Efe
La libertad de prensa en América “sigue en jaque por parte de gobiernos autoritarios que reinventan su acoso al periodismo, y por una violencia que parece no encontrar límites”, concluyó ayer la Sociedad Interamericana de Prensa (SIP) en su reunión semestral.
El encuentro, que se realizó en Puebla, capital del estado homónimo en el centro de México, dio fin al análisis sobre el ejercicio de la libertad de expresión en América, para el cual se reunieron durante tres días directivos y dueños de prestigiados medios de comunicación. El presidente de la SIP, Jaime Mantilla, afirmó que el ataque contra la libertad de prensa en América se multiplica a través de un “nuevo y formidable” bloqueo a la compra de publicidad en los medios de comunicación críticos e independientes.
“El ataque, que agrava aún más la deteriorada situación que se vive en materia de libertad de expresión, radica en las presiones que los gobiernos ejercen para que empresas privadas retiren sus avisos en los medios independientes de comunicación”, explicó.
Por ello, la SIP hizo un llamado a los gobiernos, especialmente de Argentina, Ecuador, Venezuela, Bolivia, Cuba, Honduras, Nicaragua, Guatemala y Panamá, a que no ignoren los peligros que entraña un modus operandi de “prácticas antidemocráticas que no respeta fronteras ideológicas en el hemisferio occidental”.

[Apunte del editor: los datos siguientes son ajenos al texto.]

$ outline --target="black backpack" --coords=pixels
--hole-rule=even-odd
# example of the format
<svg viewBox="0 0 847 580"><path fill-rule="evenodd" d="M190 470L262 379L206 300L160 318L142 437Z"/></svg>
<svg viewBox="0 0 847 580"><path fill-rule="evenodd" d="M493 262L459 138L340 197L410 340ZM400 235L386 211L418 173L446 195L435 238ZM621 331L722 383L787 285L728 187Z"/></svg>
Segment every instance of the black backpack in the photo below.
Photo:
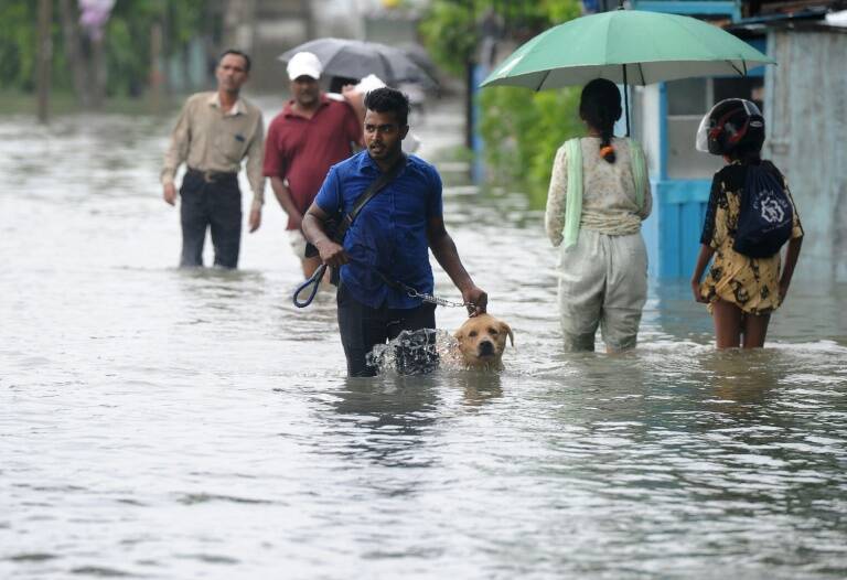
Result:
<svg viewBox="0 0 847 580"><path fill-rule="evenodd" d="M793 222L794 207L776 168L747 165L732 249L751 258L773 256L791 238Z"/></svg>

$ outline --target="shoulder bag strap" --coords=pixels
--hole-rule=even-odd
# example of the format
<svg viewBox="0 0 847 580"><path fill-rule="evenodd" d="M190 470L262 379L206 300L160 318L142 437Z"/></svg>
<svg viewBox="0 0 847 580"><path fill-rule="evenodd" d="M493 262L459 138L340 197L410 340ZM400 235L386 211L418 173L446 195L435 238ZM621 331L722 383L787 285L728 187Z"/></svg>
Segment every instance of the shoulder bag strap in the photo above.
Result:
<svg viewBox="0 0 847 580"><path fill-rule="evenodd" d="M582 146L579 139L565 142L568 157L568 191L565 200L565 230L562 247L567 248L577 243L579 222L582 217Z"/></svg>
<svg viewBox="0 0 847 580"><path fill-rule="evenodd" d="M333 241L341 244L341 241L344 239L344 235L347 233L347 229L351 225L353 225L353 221L356 218L365 204L373 200L374 195L379 193L379 190L384 189L392 181L394 181L394 178L399 175L405 165L406 154L400 153L400 158L394 163L394 165L392 165L388 171L380 174L378 178L371 182L371 185L367 186L367 190L365 190L365 192L358 196L358 200L356 200L353 210L351 210L350 213L344 216L344 219L342 219L339 229L335 230Z"/></svg>

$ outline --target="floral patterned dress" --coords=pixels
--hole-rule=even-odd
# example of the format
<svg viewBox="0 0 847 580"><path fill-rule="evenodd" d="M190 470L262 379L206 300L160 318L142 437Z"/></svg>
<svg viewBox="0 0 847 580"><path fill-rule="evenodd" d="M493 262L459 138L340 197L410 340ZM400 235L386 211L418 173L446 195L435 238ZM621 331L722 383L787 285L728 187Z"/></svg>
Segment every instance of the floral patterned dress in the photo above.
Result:
<svg viewBox="0 0 847 580"><path fill-rule="evenodd" d="M785 178L770 161L762 161L763 169L774 171L785 185L785 192L794 210L792 238L803 237L794 200ZM731 302L749 314L769 314L780 307L780 253L769 258L751 258L732 249L738 228L741 194L747 168L738 161L715 174L706 211L706 223L700 243L715 249L706 279L700 283L700 296L712 303Z"/></svg>

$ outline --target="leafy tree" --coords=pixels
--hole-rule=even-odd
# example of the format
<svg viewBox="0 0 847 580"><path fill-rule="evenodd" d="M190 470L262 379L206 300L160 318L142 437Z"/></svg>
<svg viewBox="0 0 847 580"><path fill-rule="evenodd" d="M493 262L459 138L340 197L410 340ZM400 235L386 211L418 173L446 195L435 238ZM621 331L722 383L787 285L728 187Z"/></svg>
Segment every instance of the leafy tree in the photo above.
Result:
<svg viewBox="0 0 847 580"><path fill-rule="evenodd" d="M77 2L60 0L57 4L53 10L52 85L58 92L89 92L98 75L94 69L93 43L79 29ZM150 31L154 24L161 25L164 34L162 56L171 56L180 54L189 42L210 29L207 11L204 0L116 2L103 40L106 94L139 96L147 89L152 72ZM0 2L0 86L3 89L31 93L35 88L36 22L37 2ZM73 39L66 37L68 33ZM83 78L74 83L75 74L82 74ZM86 101L85 95L78 97Z"/></svg>
<svg viewBox="0 0 847 580"><path fill-rule="evenodd" d="M529 40L580 14L578 0L435 0L420 25L432 58L444 69L463 73L482 42L482 21L494 15L508 39ZM579 92L575 88L533 93L493 87L479 94L485 157L493 178L523 182L543 203L558 147L578 135Z"/></svg>

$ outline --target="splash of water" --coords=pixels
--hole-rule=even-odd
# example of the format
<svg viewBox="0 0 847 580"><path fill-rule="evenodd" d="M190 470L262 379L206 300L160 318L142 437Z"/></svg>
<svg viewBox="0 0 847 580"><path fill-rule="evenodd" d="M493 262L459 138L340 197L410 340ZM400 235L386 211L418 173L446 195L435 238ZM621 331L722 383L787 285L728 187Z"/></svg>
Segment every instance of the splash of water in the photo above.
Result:
<svg viewBox="0 0 847 580"><path fill-rule="evenodd" d="M426 375L437 368L462 368L459 343L449 332L438 329L403 331L388 341L377 344L367 354L367 364L385 374Z"/></svg>

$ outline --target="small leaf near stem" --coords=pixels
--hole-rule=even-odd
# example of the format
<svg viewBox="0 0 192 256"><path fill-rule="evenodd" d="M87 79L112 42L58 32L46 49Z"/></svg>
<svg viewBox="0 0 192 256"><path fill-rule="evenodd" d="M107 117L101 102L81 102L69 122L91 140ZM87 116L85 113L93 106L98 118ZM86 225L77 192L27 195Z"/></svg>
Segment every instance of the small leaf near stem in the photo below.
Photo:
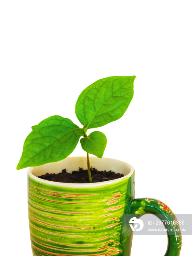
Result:
<svg viewBox="0 0 192 256"><path fill-rule="evenodd" d="M83 137L85 138L87 136L87 133L86 133L86 131L85 129L85 124L83 125L83 127L82 129L83 132ZM90 162L89 161L89 153L87 153L87 170L88 171L88 176L89 178L89 182L90 183L93 183L92 179L91 178L91 169L90 169Z"/></svg>

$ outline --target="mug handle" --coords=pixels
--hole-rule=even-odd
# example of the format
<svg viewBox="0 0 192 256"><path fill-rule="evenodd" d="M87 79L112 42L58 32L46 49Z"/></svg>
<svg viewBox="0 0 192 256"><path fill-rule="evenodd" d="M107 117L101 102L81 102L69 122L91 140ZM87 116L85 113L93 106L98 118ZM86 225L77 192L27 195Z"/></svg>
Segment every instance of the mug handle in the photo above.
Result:
<svg viewBox="0 0 192 256"><path fill-rule="evenodd" d="M153 198L134 199L131 203L128 213L130 214L140 214L139 218L147 214L155 214L161 221L167 221L165 222L166 224L164 224L163 222L166 229L173 228L177 229L177 231L174 231L174 235L170 234L171 231L169 230L167 231L168 245L164 256L179 255L182 240L180 227L176 215L167 205ZM174 224L172 224L174 221L177 224L175 224L175 222Z"/></svg>

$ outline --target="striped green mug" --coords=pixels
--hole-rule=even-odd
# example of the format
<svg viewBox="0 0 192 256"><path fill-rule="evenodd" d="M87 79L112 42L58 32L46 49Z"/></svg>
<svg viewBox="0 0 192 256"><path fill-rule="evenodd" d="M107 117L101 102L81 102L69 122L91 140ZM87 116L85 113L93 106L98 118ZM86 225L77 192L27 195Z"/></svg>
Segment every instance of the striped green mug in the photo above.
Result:
<svg viewBox="0 0 192 256"><path fill-rule="evenodd" d="M162 202L134 199L134 169L114 159L91 157L98 170L111 170L124 176L94 183L65 183L42 180L37 176L86 169L86 158L68 157L56 163L30 168L28 172L28 206L34 256L129 256L133 231L121 232L124 214L161 214L170 220L175 216ZM167 228L171 225L167 225ZM166 256L180 253L180 232L169 235Z"/></svg>

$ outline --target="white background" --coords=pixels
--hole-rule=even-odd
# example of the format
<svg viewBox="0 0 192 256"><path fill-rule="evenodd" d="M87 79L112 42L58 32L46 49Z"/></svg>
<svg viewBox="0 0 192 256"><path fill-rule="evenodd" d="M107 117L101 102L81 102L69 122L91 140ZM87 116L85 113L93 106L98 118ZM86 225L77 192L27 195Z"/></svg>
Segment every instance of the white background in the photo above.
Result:
<svg viewBox="0 0 192 256"><path fill-rule="evenodd" d="M53 115L80 125L78 96L107 76L136 78L123 117L97 129L108 139L103 157L134 166L136 198L192 213L191 4L1 2L2 255L32 255L27 168L16 169L31 127ZM79 144L71 155L85 154ZM191 253L191 243L183 236L181 256ZM163 256L166 247L166 236L136 236L131 256Z"/></svg>

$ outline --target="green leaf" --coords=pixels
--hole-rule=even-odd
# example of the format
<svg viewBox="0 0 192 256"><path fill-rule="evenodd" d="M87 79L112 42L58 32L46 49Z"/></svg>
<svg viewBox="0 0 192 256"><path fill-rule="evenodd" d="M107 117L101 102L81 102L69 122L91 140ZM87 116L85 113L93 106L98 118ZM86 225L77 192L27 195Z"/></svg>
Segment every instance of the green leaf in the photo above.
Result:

Mantilla advirtió sobre la fuerza de los inmensos aparatos de propaganda estatales y privados que son creados con el fin de difamar y atacar a periodistas, responsables de medios de comunicación, empresarios y políticos que no comulgan con el pensamiento oficial. Mientras la publicidad oficial crece sin disimulo y asciende a sumas millonarias, dijo, su uso como método de discriminación contra los medios críticos se multiplica.